L'activiste Fabrice Epelboin, qui a assisté vendredi aux premières loges à la scène – en tant qu'invité à la même table-ronde que Mme Pellerin, raconte les faits sur Reflets. La ministre vient d'être interrogée par le journaliste Emmanuel Laurentin de France Culture, sur la neutralité du net :

Fleur commence par se tromper totalement dans la définition (elle a dû mal réviser son sujet ou se tromper dans ses fiches), devant un Jean-Baptiste Soufron (récemment nominé à la tête d’un CNNum déserté), qui, assis au premier rang à 10 mètres de là manque de s’étouffer, tout comme moi. Dominique Cardon, qui est assis à coté de la ministre, amorce un facepalm embarrassé, avant que la ministre n’embraye sur une virulente mais courte diatribe, arguant du fait que tout cela n’est qu’un concept américain fait pour défendre les intérêts de Google, Apple et consort… et ne quitte la table pour aller prendre son train.

(…)

Le week-end qui suivra sera ponctué de longs échanges de mails et de coups de téléphones avec une multitude de responsables politiques et personnalités du monde d’Internet (aucun journaliste cependant) venu s’enquérir de la réalité de ces propos (qui seront en ligne fin août sur Franceculture.fr) et venus partager leurs sentiments sur la façon de décrypter ce qui, aux oreilles de tous les spécialistes d’Internet, est un amas d’absurdités.

Au delà de la méconnaissance éventuelle de ses fiches, l'absence de solidité et d'exactitude dans la définition de la neutralité du net (qui est tout bêtement le fait de traiter toute communication à égalité, quel que soit le contenu, le destinataire ou l'expéditeur) se manifeste par une trahison des influences idéologiques subies par Fleur Pellerin. Comme l'explique longuement et parfaitement Fabrice Epelboin, les propos de la ministre de l'économie numérique s'inscrivent dans un contexte qui n'est pas étranger à l'affirmation selon laquelle la neutralité du net profiterait aux entreprises américaines, et qu'il s'agirait d'un concept étranger aux valeurs françaises.

En effet, le CSA – dont Fleur Pellerin envisage la fusion avec l'Arcep – plaide depuis longtemps pour que la neutralité du net cède le pas à la protection des contenus et de la fameuse "exception culturelle" qui justifie tous les excès. On "ne pourra pas indéfiniment faire coexister un secteur régulé, celui de l'audiovisuel, et un secteur non régulé, celui d'Internet", a plaidé le président du CSA Michel Boyon, dans une récente interview. L'idée soutenue par le ministère de la Culture et par le Conseil Supérieur de l'Audiovisuel est qu'il faut que les tuyaux soient mis au service des contenus et de leur diffusion régulée, et non que les contenus s'adaptent à la neutralité des tuyaux.

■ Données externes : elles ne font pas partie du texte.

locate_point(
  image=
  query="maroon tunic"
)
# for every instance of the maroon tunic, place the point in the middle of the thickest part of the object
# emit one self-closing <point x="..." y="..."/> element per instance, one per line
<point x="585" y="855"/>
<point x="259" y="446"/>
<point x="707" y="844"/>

Ce concept permet toutes formes de justifications d'atteintes à la neutralité du net, comme la nécessité de protéger les droits d'auteur, de favoriser les services de télévision connectée gérés par les chaînes TV elles-mêmes, ou de taxer les entreprises étrangères qui utilisent les réseaux français pour diffuser leurs services. Par sa seule phrase, Fleur Pellerin paraît s'inscrire dans cette idée, très dangereuse pour l'avenir d'Internet qui ne serait pas développé à ce point sans la neutralité.

Sur Twitter, Fleur Pellerin a tenté de désamorcer la polémique, en pointant vers une tribune publiée dans  01Net lors de la campagne électorale, et en affirmant que sa ligne reste "inchangée". "La neutralité de l’acheminement des données garantit la liberté d’expression ; la liberté d’usage de tout ce à quoi on accède légalement ; et la liberté d’innover. Ces libertés sont essentielles dans une société démocratique, ouverte et tournée vers l’avenir", écrivait-elle.